Pupils using Ruzivo now have access to Shona, Ndebele, Home Economics, Religious and Moral Educations and Social Studies – 5 additional subjects meant to complement the existing lineup that only had Mathematics, English and Science.
Ruzivo Digital Learning was launched a little over a year ago as a subscription-based learning tool with content specifically for primary school Grades 4 to 7.
Since then it has undergone changes which include the expansion of its focus to cater for Grades 1 to 7.
From the information shared in Econet’s latest announcement, Ruzivo didn’t just add new content for all grades but it also dropped the prompt for the subscriptions, making its content free.
For users accessing Ruzivo using an Econet broadband connection, this makes the platform completely free since it’s been zero-rated (no data required) for Econet subscribers.
Is Ruzivo struggling to get users?
The latest changes aren’t surprising in an environment where Zimbabwe’s learning curriculum is undergoing so much change.
Access to all grades and adding new subjects, particularly two indigenous languages ties in with the mandate for universal education carried by the government through the Ministry of Education which is clearly a stakeholder in Ruzivo’s work.
However, the suspension/cancellation of the subscription fee does raise questions about how well the platform has been doing in terms of signups.
When it was launched, Ruzivo had a clear revenue motive with a $2/month price tag for both individual and per pupil per school sign ups.
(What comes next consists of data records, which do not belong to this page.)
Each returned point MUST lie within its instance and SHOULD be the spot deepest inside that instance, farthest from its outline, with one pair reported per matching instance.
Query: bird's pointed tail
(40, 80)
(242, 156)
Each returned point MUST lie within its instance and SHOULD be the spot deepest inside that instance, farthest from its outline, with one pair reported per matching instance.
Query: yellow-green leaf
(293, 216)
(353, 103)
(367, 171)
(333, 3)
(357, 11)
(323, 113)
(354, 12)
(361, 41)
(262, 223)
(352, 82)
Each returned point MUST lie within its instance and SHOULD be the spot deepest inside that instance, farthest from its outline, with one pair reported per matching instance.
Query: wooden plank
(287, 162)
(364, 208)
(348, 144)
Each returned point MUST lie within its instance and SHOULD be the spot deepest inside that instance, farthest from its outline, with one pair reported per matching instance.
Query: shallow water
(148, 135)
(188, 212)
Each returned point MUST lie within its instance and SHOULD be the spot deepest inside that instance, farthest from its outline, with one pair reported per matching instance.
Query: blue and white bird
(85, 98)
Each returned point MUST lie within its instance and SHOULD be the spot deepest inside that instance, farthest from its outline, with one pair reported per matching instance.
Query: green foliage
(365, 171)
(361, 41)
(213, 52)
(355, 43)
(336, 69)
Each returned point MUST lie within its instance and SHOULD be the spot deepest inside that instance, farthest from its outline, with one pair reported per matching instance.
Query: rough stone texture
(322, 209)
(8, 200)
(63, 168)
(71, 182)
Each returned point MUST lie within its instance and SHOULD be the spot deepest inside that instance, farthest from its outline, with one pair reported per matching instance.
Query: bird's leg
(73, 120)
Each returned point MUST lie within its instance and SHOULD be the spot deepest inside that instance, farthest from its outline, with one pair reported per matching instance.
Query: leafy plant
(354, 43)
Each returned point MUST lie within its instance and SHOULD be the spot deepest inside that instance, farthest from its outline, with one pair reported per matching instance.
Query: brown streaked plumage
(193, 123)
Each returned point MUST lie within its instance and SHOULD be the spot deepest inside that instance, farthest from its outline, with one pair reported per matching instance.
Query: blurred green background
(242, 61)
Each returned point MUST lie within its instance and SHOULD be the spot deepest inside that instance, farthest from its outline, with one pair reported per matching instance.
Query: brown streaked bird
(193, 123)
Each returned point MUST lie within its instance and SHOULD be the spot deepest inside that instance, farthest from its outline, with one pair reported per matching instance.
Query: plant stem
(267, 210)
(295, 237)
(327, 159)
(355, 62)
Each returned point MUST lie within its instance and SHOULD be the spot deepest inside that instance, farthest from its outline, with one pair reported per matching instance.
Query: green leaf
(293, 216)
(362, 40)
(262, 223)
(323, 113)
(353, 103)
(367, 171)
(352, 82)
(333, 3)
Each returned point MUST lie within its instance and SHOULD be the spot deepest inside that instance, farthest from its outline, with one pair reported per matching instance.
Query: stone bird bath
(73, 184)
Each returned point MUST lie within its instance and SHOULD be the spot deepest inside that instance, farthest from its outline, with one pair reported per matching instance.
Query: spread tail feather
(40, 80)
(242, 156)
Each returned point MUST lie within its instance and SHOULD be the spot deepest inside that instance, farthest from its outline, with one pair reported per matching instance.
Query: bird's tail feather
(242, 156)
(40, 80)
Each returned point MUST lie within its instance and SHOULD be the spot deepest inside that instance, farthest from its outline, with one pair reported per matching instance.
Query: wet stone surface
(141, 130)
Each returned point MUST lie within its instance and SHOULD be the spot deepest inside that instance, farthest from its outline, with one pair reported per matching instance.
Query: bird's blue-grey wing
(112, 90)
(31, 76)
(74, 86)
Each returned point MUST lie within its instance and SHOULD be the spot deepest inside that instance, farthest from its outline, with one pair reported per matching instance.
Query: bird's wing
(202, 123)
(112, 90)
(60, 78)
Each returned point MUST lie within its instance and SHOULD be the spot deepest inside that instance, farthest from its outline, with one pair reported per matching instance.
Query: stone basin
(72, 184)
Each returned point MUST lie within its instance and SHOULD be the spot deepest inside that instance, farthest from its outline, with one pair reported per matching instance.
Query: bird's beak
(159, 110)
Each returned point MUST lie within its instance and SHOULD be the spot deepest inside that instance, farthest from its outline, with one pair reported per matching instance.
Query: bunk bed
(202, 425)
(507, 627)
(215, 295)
It also looked like its model was a mashup of everything online learning needed.
After all the time spent developing it Techzim even eyed it as the player to beat in the e-learning space – what with its zero-rated access that addressed Zimbabwe’s data woes, the curriculum specific content, a smooth payment option (via EcoCash of course) and the 2 buck charge which didn’t seem like much of a budget disruptor as far as education investment goes.
Plans to hack that away now suggests that perhaps users aren’t cosying up to it even though Econet has said “thousands” of users are signing up. If that’s the case, it would be a damper for Econet which needs all the Over the Top services revenues it can get as a telecoms operator.
It could also be food for thought for aspiring e-learning providers and startups – It takes more than zero-rated access to win over users and the business of education isn’t easy no matter how obvious the problem is and how powerful your brand is.